The number of species, or richness, and the equitability of their AD, are a reflection of ecological processes such as niche partitioning, resource distribution, and disturbances [
9]. Richness is known to be very high within SAR11 assemblages. High enough, by instance, as to have hampered traditional metagenomic assembly despite the abundance of SAR11 reads in most metagenomes [
11]. But studies focused specifically on richness are few compared to those that have dealt with other aspects of the biology of the group. A pioneer metagenomic read recruitment (MRR) study, showed that sequences retrieved from the Sargasso Sea (SS) were between 30% and 80% identical to SAR11 reference strain HTCC1062 at the amino acid level, indicating that the SAR11 sequences from SS are very different to each other [
12]. Later MRR studies made elsewhere, and with other reference sequences, produced similar results [
13,
14]. Likewise, comparisons performed between 140 internal transcribed spacer (ITS) sequences retrieved from 4 metagenomes from the Arctic Ocean, showed that only 29 ITS sequences were identical to at least one of the rest of sequences [
15]. On the other side, a metabarcoding study that surveyed ITS molecular clones from the Red Sea, revealed the presence of 69 to 130 SAR11 sequence variants in 7 samples [
16]. Our results extend the above-referenced studies, showing that the cells in SAR11 assemblages can present hundreds or thousands of variants of the 16S gene (Tab.1). SAR11 species possess a single copy of the 16S gene [
17,
18], which eases the interpretation of metabarcoding data.
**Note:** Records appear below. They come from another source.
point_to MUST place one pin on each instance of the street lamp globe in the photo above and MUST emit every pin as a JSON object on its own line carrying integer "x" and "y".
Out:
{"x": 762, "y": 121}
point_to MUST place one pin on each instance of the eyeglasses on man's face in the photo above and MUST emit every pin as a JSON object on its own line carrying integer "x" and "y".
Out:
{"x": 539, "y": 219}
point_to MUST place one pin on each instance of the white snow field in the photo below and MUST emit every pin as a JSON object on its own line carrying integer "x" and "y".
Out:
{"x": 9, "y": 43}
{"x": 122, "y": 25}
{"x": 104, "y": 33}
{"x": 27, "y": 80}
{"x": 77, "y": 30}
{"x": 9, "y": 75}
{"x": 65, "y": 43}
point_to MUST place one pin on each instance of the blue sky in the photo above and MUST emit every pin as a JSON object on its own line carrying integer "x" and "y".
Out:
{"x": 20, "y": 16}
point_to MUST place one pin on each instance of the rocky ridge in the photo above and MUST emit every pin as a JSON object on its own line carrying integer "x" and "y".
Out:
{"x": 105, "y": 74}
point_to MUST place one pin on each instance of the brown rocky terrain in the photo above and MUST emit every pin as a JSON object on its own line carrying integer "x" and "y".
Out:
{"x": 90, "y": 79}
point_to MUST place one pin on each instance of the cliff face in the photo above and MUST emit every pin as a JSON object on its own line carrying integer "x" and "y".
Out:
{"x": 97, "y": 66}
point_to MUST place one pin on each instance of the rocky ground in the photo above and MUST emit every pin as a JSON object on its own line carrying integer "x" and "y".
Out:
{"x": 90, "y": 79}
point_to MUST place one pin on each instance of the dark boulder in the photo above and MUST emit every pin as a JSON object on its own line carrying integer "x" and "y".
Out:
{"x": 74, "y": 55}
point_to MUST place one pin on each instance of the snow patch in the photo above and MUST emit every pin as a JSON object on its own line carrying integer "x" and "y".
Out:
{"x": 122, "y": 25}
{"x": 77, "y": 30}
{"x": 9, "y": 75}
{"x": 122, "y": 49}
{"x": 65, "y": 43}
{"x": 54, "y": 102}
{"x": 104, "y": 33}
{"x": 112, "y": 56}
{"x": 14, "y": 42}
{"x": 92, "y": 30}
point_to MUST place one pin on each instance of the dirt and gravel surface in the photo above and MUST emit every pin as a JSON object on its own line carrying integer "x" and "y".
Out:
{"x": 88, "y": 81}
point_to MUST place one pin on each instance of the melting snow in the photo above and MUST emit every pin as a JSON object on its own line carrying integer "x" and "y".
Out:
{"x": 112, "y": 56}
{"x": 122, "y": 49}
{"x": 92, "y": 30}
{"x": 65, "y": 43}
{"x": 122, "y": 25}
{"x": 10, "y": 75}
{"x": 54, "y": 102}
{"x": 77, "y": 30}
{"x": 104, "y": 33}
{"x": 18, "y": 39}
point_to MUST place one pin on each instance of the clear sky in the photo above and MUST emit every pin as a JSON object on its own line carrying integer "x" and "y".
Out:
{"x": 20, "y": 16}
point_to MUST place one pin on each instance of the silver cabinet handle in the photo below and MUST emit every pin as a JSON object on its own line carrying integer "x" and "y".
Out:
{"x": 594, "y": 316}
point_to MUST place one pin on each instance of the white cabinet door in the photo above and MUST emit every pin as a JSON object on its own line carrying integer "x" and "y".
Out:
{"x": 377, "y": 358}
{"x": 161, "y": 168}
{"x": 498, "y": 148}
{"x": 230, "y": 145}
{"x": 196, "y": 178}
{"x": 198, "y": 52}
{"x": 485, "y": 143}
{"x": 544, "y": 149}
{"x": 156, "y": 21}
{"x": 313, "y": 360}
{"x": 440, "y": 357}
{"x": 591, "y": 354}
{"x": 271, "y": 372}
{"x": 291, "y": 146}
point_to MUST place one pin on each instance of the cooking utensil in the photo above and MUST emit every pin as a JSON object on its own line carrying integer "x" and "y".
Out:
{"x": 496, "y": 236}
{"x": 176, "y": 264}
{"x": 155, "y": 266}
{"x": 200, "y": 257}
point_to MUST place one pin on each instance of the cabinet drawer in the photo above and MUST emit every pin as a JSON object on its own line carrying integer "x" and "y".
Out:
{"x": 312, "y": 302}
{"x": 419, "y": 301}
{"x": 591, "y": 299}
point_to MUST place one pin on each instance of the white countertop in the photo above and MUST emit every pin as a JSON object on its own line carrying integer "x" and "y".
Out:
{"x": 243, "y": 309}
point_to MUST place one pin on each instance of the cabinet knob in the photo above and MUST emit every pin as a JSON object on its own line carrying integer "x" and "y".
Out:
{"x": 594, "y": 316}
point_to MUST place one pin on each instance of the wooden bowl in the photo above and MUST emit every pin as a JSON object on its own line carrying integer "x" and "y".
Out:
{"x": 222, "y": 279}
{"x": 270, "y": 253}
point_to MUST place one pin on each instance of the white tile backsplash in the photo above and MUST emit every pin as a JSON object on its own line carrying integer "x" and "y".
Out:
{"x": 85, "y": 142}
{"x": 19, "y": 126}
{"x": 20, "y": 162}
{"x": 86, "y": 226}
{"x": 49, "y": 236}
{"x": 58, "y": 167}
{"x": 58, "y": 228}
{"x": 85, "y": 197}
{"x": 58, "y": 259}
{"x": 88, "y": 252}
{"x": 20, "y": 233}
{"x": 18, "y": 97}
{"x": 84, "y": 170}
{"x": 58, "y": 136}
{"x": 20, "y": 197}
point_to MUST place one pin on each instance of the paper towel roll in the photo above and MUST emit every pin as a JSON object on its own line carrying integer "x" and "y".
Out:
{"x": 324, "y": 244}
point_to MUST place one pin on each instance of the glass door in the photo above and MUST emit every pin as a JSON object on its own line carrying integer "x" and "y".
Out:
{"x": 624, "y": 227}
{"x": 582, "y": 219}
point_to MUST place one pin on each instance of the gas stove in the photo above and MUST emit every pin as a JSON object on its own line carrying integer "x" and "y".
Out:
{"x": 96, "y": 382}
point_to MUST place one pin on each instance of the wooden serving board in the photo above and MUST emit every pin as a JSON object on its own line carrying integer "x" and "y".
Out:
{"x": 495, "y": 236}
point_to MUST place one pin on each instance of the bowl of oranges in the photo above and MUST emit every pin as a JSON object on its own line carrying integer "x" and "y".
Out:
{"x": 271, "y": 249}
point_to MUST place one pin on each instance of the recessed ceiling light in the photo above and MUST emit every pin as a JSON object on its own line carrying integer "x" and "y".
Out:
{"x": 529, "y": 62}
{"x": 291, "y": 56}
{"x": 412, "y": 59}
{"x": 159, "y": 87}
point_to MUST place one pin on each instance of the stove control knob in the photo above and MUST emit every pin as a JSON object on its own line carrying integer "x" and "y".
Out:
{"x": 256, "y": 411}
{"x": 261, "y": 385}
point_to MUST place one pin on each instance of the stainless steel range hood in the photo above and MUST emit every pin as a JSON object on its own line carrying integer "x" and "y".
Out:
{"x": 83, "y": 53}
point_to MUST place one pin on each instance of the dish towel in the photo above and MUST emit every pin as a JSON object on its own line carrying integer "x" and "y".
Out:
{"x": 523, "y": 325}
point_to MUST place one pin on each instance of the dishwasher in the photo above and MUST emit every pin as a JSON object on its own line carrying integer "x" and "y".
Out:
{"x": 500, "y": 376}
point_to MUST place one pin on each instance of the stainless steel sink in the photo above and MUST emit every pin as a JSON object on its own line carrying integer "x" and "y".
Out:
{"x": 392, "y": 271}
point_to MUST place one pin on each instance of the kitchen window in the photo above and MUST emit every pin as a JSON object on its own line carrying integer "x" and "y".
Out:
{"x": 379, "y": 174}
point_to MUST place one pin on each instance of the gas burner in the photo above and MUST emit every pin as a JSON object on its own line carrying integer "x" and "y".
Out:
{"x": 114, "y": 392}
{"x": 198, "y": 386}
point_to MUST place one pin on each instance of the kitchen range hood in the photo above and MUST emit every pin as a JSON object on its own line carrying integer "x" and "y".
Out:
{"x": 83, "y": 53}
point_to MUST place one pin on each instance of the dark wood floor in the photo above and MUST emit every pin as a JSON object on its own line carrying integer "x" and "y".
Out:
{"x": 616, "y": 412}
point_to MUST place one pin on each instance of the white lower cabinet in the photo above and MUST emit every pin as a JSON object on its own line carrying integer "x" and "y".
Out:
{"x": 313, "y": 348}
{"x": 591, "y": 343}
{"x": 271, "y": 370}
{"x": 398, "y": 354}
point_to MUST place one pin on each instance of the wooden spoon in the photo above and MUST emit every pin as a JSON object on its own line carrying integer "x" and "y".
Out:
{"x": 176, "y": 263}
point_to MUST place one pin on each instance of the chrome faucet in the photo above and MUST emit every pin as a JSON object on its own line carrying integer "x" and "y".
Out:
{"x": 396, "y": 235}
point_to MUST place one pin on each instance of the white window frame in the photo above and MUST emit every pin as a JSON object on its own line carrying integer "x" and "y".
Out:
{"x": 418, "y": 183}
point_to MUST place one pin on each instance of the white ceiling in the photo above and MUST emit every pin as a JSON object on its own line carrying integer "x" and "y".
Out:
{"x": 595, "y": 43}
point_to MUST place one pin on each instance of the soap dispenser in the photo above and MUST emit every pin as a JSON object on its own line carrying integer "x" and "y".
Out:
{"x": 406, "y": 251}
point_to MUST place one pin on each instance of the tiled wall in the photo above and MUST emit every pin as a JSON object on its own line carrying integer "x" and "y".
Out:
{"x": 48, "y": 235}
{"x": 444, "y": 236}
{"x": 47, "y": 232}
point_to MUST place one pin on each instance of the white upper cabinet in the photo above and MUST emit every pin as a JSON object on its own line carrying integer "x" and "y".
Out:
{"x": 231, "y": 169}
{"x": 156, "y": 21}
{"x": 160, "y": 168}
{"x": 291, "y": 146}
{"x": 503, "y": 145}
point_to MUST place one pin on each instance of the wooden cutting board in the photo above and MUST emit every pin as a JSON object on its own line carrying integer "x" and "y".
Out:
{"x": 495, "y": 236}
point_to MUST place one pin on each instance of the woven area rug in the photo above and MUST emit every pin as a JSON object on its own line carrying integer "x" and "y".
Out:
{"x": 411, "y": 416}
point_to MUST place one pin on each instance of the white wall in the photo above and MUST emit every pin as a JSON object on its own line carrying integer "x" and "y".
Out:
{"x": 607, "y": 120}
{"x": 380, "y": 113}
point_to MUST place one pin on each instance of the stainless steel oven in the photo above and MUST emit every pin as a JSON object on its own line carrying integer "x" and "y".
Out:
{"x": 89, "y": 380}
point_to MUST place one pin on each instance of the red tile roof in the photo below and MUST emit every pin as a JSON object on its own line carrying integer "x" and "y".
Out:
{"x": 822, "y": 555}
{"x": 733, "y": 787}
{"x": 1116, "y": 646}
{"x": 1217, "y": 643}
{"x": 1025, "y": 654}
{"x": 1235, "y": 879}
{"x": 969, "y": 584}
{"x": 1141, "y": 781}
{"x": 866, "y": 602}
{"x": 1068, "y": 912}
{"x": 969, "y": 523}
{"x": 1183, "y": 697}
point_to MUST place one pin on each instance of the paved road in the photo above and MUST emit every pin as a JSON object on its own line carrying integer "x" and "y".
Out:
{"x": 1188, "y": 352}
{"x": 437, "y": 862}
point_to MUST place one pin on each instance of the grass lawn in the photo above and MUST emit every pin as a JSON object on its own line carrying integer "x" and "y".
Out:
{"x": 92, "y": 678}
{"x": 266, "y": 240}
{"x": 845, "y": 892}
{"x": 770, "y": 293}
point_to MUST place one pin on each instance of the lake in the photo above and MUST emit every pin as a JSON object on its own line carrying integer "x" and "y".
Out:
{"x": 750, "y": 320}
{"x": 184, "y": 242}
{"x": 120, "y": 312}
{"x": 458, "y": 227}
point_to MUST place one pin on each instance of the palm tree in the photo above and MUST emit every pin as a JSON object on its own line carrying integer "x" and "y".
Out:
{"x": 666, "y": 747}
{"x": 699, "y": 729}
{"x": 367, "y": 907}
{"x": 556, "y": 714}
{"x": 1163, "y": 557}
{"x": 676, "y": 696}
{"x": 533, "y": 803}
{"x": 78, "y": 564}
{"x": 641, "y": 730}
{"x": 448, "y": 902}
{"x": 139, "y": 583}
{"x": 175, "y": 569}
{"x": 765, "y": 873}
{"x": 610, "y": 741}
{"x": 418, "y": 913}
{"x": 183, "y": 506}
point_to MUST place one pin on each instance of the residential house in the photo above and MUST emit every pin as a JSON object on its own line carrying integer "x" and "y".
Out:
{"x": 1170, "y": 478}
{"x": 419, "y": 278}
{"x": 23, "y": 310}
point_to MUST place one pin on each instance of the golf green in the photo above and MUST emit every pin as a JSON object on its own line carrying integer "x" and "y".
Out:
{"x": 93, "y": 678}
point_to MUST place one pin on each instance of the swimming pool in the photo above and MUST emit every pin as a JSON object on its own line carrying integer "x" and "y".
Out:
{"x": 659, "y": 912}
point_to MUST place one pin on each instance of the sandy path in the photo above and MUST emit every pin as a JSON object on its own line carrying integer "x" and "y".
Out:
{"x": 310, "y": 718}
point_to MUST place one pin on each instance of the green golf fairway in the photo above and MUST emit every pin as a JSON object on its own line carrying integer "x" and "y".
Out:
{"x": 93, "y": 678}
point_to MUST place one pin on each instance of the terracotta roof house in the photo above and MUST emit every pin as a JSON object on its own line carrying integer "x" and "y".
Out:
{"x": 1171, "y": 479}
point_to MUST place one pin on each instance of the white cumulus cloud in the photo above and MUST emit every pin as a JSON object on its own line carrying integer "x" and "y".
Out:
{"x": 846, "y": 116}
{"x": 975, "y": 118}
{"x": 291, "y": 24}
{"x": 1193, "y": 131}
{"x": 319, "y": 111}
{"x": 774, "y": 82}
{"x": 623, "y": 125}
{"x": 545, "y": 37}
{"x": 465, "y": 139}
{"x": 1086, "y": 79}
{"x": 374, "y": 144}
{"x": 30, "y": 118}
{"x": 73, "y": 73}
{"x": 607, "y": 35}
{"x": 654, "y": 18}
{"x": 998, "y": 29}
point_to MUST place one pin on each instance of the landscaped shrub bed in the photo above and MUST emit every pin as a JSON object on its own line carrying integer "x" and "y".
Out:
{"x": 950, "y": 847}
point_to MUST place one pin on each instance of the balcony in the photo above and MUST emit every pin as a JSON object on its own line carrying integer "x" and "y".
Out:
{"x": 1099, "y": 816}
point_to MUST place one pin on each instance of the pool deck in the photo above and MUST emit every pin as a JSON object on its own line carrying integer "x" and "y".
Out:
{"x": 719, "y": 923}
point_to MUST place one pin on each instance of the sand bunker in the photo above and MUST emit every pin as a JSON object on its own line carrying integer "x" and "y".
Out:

Interestingly, small differences in this gene can be associated with important differences at the genome level. For example,
Ca. Pelagibacter ubique str. HTCC1062 and
Ca. Pelagibacter sp. str. HTCC7211, two representatives of the
Ia subclade, are about 99% identical to each other in the 16S gene, but differ in their gene content and are only about 75% identical at the amino-acid level [
19,
20]. We are not aware of studies that have used high-performance metabarcoding to specifically study richness. So, to the best of our knowledge, this work provides the first data in that regard. Our results show that high-throughput metabarcoding can provide a very detailed picture of variation at a single locus compared to alternative approaches. For example, the 4 metagenomes from the Arctic Ocean mentioned above provided 140 sequences of the targeted gene, whereas we could generate between 7176 and 14,797 such sequences from our 4 coastal samples (Tab.1). MRR has the desirable property of targeting the entire genome, but there is no way to translate the results generated by this method into measures of richness and AD. Furthermore, it requires a reference sequence, whereas metabarcoding is a reference-free technique.